Perth Concert Hall
The Scottish Chamber Orchestra’s marketing department sold this season-closer under the banner “Maxim’s Firebird” and energetic Principal Conductor Maxim Emelyanychev obliged by delivering a singular account of Stravinsky’s score that was only predictable in its unpredictability.
Preceded by the encapsulation of Beethoven’s craft that is the Leonore Overture No 3 and the equally compact and radical First Violin Concerto of Prokofiev, with Alina Ibragimova as soloist, this was a concert of music usually heard by larger orchestras performed by a big edition of the SCO that made explicit use and purpose of its chamber music sensibilities.
In all cases, but especially in the Stravinsky, the result was revelatory. There were details in the music that appeared fresh and newly-minted; from Simon Smith’s celesta and piano and Eleanor Hudson’s harp on the one hand, and from first horn Zoe Tweed, first flute Daniel Pailthorpe and the regulars on the reed instruments on the other.
Just as important, though, was the dynamic control the conductor produced from the musicians all evening. That was evident in his clear insistence on playing more softly at the start of the Beethoven, and reached its apotheosis in the sequence of Rondo, Infernal dance, Lullaby and Hymn at the culmination of the Stravinsky. There have been louder Firebirds, but few with such contrasts in sound and mood, turning on a sixpence with breath-catching impact, and with a momentum that was truly magnificent.
Towards the end of Overture, following a perfectly positioned off-stage trumpet, there was a brief sense that the winds were overloud, even as the strings produced an impressive pianissimo, but in the Firebird Suite (the version Stravinsky made in 1945) the balance was always fascinating. It should be remembered that this is the hall in which Emelyanychev and the SCO worked on filmed music during lockdown, so they know the acoustic well.

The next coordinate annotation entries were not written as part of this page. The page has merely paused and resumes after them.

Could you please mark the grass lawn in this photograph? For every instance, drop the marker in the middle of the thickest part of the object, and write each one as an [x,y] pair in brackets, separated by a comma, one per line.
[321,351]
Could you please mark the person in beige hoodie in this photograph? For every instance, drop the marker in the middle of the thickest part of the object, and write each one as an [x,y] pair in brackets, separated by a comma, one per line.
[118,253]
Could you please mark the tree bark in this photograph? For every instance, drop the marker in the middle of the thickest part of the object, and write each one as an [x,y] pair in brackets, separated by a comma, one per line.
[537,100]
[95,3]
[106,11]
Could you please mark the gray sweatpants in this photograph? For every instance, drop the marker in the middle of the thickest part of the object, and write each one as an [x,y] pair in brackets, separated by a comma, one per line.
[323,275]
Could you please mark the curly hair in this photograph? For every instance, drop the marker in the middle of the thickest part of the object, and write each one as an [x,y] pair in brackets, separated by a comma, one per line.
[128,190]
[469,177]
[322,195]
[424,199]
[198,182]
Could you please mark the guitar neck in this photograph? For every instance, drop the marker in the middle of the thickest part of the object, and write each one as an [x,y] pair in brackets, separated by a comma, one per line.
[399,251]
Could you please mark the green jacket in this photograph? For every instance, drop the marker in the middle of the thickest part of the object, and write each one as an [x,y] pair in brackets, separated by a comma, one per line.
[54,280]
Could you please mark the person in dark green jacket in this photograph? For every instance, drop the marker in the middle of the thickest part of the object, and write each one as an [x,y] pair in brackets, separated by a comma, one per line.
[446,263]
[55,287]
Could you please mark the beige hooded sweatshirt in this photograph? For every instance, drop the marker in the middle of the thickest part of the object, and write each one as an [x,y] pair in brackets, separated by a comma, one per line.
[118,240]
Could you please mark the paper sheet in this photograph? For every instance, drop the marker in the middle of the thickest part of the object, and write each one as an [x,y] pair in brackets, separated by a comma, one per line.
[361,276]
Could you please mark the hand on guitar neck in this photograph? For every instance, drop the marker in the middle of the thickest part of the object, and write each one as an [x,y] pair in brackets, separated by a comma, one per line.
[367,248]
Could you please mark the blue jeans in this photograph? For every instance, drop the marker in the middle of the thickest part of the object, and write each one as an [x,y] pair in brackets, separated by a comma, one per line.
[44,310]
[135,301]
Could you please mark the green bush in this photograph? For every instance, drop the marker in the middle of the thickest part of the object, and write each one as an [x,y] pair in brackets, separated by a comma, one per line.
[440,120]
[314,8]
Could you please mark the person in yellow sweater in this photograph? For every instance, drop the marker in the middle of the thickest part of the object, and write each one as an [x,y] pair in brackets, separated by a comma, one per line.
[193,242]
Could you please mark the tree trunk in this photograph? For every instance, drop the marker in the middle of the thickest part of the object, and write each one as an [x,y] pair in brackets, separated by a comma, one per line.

That applied to the concerto as well, with Ibragimova fully on board with the project and projecting her own virtuosity at often daringly low volume. The opening Andantino began very quietly indeed and even the central, speedy Scherzo: Vivacissimo was working to hairline tolerances in terms of balance between soloist and ensemble. The concerto may not have had the narrative of the other works on the programme, but it lacked nothing in drama. The lyricism that reappears in the final movement was combined with a powerful edge, honed like tempered steel.
As former chief conductor Robin Ticciati steered the SCO into spheres of music it had previously not visited, as well as recalibrating more familiar repertoire, so too, in his own inimitable style, has Maxim Emelyanychev. He may, however, be bringing a more radical, and – crucially – more intimate approach to that aspect of his job.
Concert repeated at the Usher Hall, Edinburgh and City Halls, Glasgow tonight and tomorrow.